In 1942, the U.S. military recruited Navajo troops to form a unit and developed a complex code -- including substituting some words for others and a method called compounding in which new words were created with coded meanings.
In major operations in the Pacific theater, code talkers stationed in strategic locations and special regiments at all levels of the Marine Corps communicated via radio with other Navajo troops in remote areas where the messages were then translated into English.
In World War II, 723 Native Americans were assigned to the Marines with a little more than 400 becoming Navajo code talkers. Initially starting with 211 code words in the pilot group, there were nearly 700 words in the encrypted language by the war's end.
The existence of the unit was kept secret after the war and only became public knowledge after being declassified by the U.S. government in the late 1960s.
Born in 1949 in Fukuoka Prefecture, southwestern Japan, Kawano went abroad to the United States in his 20s to hone his skills as a photographer. In 1975, a Navajo who had picked him up hitchhiking revealed he had fought against the Japanese in the war.

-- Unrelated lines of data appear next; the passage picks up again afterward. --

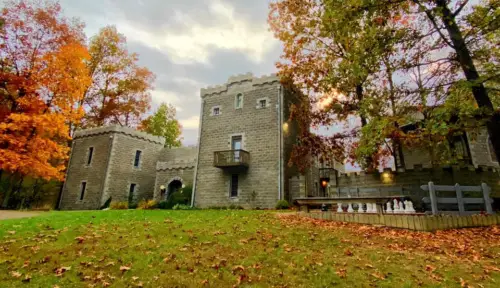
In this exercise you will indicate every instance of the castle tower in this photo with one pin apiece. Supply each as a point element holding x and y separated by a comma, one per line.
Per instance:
<point>244,143</point>
<point>110,162</point>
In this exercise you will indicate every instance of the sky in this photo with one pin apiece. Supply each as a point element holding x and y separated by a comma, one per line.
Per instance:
<point>188,44</point>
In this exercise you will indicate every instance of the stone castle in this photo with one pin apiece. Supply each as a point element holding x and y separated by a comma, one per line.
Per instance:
<point>240,157</point>
<point>244,143</point>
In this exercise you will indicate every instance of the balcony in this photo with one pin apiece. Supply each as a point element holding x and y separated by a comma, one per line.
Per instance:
<point>231,159</point>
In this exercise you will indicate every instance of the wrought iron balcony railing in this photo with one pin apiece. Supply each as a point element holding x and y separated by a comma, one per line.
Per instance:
<point>231,158</point>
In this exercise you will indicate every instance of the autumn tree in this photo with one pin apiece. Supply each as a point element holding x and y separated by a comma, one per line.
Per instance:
<point>164,124</point>
<point>409,66</point>
<point>120,89</point>
<point>42,78</point>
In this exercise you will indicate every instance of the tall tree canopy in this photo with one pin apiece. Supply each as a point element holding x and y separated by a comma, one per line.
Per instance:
<point>163,123</point>
<point>382,63</point>
<point>42,78</point>
<point>120,90</point>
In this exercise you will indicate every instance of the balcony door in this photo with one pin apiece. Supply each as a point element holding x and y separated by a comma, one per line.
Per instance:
<point>236,146</point>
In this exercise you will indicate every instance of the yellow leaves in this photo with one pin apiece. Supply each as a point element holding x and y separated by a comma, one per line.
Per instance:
<point>342,273</point>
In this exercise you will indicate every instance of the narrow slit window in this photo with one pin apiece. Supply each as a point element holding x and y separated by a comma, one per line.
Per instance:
<point>263,103</point>
<point>216,111</point>
<point>83,187</point>
<point>234,185</point>
<point>137,159</point>
<point>239,101</point>
<point>131,193</point>
<point>91,154</point>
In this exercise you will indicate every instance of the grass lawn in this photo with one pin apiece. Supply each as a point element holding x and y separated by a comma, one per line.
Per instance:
<point>207,248</point>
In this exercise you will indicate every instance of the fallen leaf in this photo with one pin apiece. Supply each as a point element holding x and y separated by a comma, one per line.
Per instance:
<point>27,278</point>
<point>342,273</point>
<point>378,276</point>
<point>238,268</point>
<point>60,271</point>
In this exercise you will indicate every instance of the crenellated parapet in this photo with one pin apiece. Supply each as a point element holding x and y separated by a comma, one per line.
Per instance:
<point>172,165</point>
<point>118,129</point>
<point>239,79</point>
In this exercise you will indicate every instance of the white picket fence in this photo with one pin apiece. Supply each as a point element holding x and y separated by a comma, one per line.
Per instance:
<point>459,199</point>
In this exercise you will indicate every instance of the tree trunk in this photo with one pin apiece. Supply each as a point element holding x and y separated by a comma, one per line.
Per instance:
<point>470,71</point>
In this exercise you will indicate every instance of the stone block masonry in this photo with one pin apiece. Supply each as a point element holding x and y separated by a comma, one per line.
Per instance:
<point>258,124</point>
<point>111,170</point>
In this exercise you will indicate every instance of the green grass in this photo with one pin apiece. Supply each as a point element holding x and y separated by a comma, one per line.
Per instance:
<point>234,248</point>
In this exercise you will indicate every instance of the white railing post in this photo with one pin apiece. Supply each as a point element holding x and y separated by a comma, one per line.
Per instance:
<point>486,196</point>
<point>460,199</point>
<point>432,194</point>
<point>360,208</point>
<point>349,209</point>
<point>339,208</point>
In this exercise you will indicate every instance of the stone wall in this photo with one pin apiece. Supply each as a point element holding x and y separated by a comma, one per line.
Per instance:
<point>122,172</point>
<point>165,176</point>
<point>93,174</point>
<point>258,186</point>
<point>112,168</point>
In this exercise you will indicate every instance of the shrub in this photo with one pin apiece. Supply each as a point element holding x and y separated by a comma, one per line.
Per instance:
<point>147,205</point>
<point>182,207</point>
<point>119,205</point>
<point>282,205</point>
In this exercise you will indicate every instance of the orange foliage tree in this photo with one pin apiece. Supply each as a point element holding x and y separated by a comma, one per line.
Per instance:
<point>43,76</point>
<point>120,90</point>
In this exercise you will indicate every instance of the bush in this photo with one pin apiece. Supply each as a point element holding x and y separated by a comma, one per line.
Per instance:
<point>182,207</point>
<point>147,205</point>
<point>118,205</point>
<point>282,205</point>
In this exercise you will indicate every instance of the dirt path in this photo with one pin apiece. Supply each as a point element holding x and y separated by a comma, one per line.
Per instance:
<point>17,214</point>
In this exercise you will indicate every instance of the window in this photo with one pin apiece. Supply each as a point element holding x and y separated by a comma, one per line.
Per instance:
<point>239,101</point>
<point>137,160</point>
<point>263,103</point>
<point>131,193</point>
<point>216,111</point>
<point>460,149</point>
<point>91,153</point>
<point>83,187</point>
<point>234,185</point>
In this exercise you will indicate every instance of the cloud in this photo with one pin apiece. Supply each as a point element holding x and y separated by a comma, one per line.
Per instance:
<point>190,123</point>
<point>195,44</point>
<point>188,44</point>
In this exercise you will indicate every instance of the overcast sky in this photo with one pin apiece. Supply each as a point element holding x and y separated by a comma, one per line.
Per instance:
<point>188,44</point>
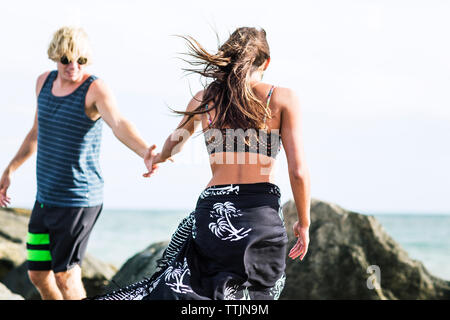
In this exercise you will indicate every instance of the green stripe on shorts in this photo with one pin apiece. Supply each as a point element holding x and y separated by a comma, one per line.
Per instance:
<point>39,255</point>
<point>38,238</point>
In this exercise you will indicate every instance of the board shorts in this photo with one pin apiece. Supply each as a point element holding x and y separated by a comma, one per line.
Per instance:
<point>58,236</point>
<point>232,247</point>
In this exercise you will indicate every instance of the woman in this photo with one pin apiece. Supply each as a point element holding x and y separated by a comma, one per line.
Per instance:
<point>233,245</point>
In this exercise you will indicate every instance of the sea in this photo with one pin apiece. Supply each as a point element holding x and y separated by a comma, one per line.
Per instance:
<point>120,234</point>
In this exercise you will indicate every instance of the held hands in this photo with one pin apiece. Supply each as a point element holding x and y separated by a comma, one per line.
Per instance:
<point>301,247</point>
<point>152,160</point>
<point>5,182</point>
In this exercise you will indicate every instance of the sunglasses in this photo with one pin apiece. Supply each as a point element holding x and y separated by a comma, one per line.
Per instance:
<point>81,60</point>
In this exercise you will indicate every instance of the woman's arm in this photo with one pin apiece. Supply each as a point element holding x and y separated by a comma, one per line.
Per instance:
<point>292,139</point>
<point>176,140</point>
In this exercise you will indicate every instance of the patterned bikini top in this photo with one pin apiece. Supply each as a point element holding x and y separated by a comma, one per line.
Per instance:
<point>239,140</point>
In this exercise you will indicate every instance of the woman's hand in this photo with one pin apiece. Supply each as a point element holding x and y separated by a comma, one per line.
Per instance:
<point>152,160</point>
<point>301,247</point>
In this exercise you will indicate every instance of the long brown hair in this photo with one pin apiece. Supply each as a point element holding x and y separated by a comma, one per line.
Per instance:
<point>229,69</point>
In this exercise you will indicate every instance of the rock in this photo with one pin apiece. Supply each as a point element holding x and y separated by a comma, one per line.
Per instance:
<point>346,252</point>
<point>6,294</point>
<point>13,269</point>
<point>142,264</point>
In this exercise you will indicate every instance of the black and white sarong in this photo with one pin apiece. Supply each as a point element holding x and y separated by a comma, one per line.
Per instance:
<point>233,246</point>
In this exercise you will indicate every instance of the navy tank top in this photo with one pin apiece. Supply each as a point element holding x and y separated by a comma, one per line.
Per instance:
<point>67,169</point>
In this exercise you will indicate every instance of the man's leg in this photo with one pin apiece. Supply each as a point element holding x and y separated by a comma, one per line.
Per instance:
<point>45,283</point>
<point>70,284</point>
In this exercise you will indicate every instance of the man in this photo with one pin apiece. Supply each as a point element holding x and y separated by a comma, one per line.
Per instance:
<point>71,106</point>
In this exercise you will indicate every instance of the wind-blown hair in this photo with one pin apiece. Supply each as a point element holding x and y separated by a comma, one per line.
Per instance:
<point>229,69</point>
<point>72,42</point>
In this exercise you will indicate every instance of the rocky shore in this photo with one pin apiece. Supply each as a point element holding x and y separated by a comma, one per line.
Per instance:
<point>350,257</point>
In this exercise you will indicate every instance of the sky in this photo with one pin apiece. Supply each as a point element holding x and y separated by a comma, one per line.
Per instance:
<point>372,78</point>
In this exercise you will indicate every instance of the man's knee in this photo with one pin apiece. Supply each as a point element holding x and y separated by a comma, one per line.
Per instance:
<point>40,278</point>
<point>65,279</point>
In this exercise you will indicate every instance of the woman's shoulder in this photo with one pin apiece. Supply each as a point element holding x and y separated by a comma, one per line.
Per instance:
<point>284,97</point>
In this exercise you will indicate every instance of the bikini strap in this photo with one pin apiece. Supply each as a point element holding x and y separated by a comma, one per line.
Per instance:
<point>268,100</point>
<point>209,115</point>
<point>269,96</point>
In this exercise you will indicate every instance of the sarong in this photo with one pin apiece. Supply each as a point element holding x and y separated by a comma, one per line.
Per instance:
<point>231,247</point>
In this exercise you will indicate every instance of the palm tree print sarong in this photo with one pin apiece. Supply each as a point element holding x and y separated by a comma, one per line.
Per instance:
<point>232,246</point>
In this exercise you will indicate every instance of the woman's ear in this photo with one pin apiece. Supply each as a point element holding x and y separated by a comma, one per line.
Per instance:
<point>266,64</point>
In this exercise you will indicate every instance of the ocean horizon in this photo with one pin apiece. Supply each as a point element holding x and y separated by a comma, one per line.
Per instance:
<point>119,234</point>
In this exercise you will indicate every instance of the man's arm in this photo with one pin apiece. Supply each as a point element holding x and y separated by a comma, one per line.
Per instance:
<point>123,129</point>
<point>26,150</point>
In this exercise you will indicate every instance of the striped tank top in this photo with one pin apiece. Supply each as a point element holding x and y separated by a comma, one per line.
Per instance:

The men became fast friends and Kawano, who was later introduced to the man's fellow Navajo code talkers from the Marine Corps, began snapping their photos. He published a photo album featuring about 70 of them in the United States in 1990.

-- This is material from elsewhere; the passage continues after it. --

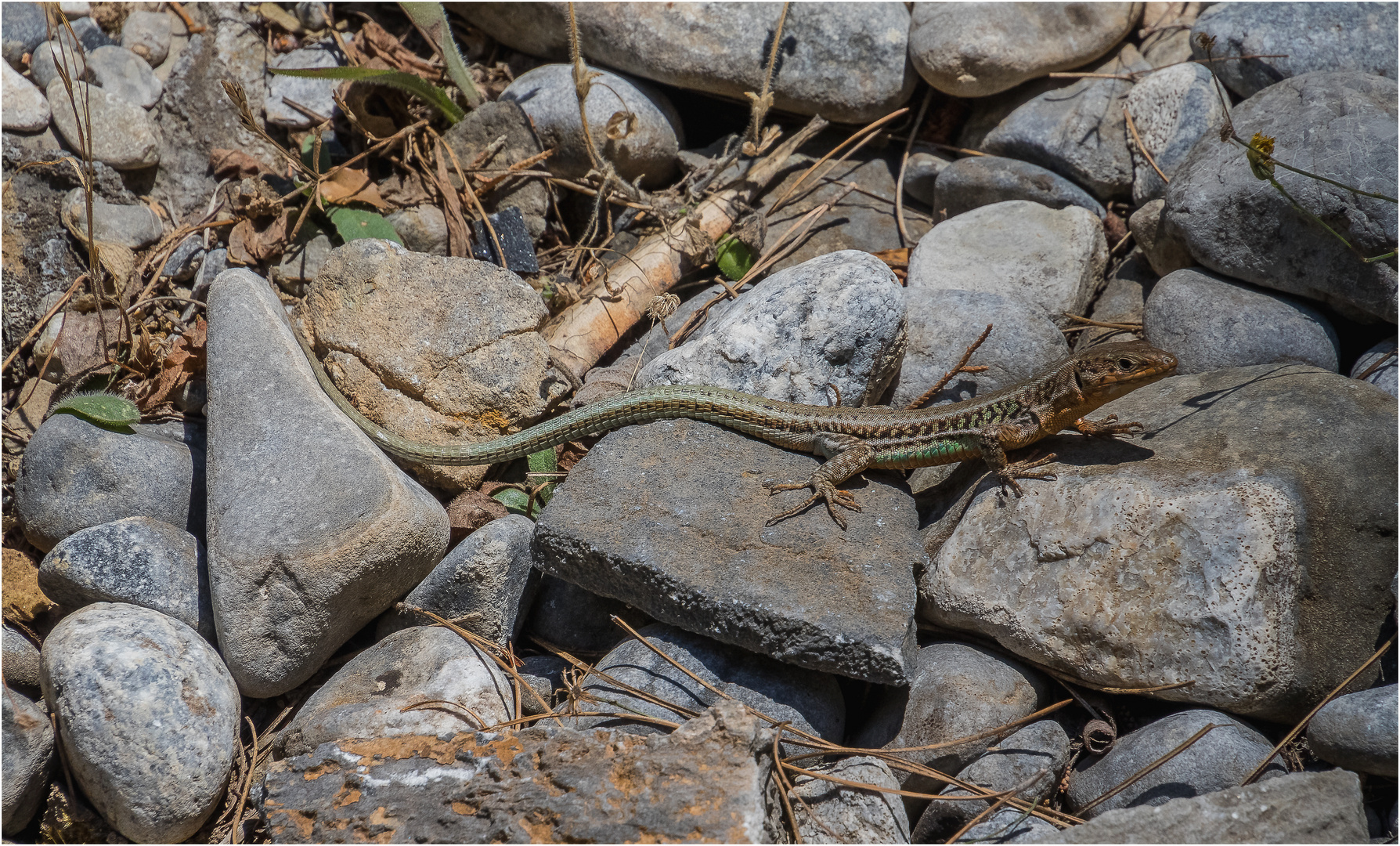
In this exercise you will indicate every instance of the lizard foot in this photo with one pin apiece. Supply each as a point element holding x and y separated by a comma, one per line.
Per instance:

Kawano, who permanently settled on a reservation in Arizona after marrying a Navajo woman, continues his photography work today. In all, he has profiled roughly 120 of the former code talkers and now plans to publish a Japanese edition.

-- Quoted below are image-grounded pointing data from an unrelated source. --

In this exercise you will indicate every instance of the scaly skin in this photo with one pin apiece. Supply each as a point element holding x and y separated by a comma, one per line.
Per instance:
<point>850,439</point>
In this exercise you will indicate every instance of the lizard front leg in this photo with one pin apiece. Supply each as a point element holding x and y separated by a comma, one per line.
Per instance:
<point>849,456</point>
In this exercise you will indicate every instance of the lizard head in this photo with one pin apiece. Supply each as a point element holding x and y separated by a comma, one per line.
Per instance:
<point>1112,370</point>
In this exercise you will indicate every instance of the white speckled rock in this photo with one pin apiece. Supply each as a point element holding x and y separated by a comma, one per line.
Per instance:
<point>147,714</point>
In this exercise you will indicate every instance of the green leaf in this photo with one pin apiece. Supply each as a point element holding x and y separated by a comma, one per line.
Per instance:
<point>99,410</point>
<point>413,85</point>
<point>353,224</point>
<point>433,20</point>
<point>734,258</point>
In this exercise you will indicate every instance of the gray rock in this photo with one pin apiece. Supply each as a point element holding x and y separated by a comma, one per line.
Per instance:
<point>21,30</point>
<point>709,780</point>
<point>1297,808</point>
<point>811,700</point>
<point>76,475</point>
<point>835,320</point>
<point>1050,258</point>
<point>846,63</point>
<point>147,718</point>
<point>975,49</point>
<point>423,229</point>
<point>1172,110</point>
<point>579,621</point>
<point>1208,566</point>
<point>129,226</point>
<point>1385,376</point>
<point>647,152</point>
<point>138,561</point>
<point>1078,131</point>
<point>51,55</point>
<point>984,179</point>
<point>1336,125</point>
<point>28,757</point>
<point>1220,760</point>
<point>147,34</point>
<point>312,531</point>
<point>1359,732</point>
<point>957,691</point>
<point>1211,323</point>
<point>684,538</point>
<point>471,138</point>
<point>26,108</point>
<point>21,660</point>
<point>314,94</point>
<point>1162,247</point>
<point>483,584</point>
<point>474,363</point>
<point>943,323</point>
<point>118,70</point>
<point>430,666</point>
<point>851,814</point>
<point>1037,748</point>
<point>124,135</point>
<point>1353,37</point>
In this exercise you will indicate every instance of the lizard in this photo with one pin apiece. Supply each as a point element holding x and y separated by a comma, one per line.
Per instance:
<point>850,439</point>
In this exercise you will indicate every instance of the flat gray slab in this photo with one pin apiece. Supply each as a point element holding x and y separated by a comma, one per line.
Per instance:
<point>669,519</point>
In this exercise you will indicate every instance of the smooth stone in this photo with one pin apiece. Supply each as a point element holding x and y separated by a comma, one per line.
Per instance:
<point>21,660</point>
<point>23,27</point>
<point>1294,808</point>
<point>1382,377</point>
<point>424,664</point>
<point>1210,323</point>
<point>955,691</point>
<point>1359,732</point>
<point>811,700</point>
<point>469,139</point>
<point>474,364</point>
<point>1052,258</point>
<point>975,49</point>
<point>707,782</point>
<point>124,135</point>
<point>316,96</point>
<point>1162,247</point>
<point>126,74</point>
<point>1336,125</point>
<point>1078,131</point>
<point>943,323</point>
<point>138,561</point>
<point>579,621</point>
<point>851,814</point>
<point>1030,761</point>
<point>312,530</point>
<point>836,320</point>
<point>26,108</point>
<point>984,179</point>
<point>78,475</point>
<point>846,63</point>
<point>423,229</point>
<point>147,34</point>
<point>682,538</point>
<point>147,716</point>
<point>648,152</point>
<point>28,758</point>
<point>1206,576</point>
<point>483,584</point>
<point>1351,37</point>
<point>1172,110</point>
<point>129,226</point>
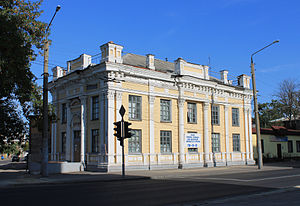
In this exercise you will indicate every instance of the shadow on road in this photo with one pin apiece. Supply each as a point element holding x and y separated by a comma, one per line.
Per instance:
<point>14,166</point>
<point>134,192</point>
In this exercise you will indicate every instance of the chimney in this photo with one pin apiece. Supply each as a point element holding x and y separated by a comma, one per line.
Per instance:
<point>206,76</point>
<point>179,66</point>
<point>111,52</point>
<point>57,72</point>
<point>224,74</point>
<point>150,61</point>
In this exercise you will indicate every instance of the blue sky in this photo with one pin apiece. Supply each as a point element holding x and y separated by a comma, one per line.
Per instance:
<point>226,31</point>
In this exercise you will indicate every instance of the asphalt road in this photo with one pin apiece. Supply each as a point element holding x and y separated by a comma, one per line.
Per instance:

Many of his subjects were from a generation where the Navajo language was forbidden in schools due to policies mandating assimilation, and where violators were subjected to corporal punishment.
Kawano believes it is his mission to shine his own light on the history of oppression of Native Americans, who faced barriers to full citizenship until 1924 and did not achieve full suffrage across the nation until New Mexico became the last of the 50 states to allow indigenous people the right to vote in 1962.
"I want to leave behind these photographs of the living witnesses who were at the mercy of the U.S. government," said Kawano.
Navajo Nation, the Native American reservation of the Navajo people, spans three states, including parts of Arizona, New Mexico and Utah. A sovereign nation with its own government, its capital is based in Window Rock, Arizona.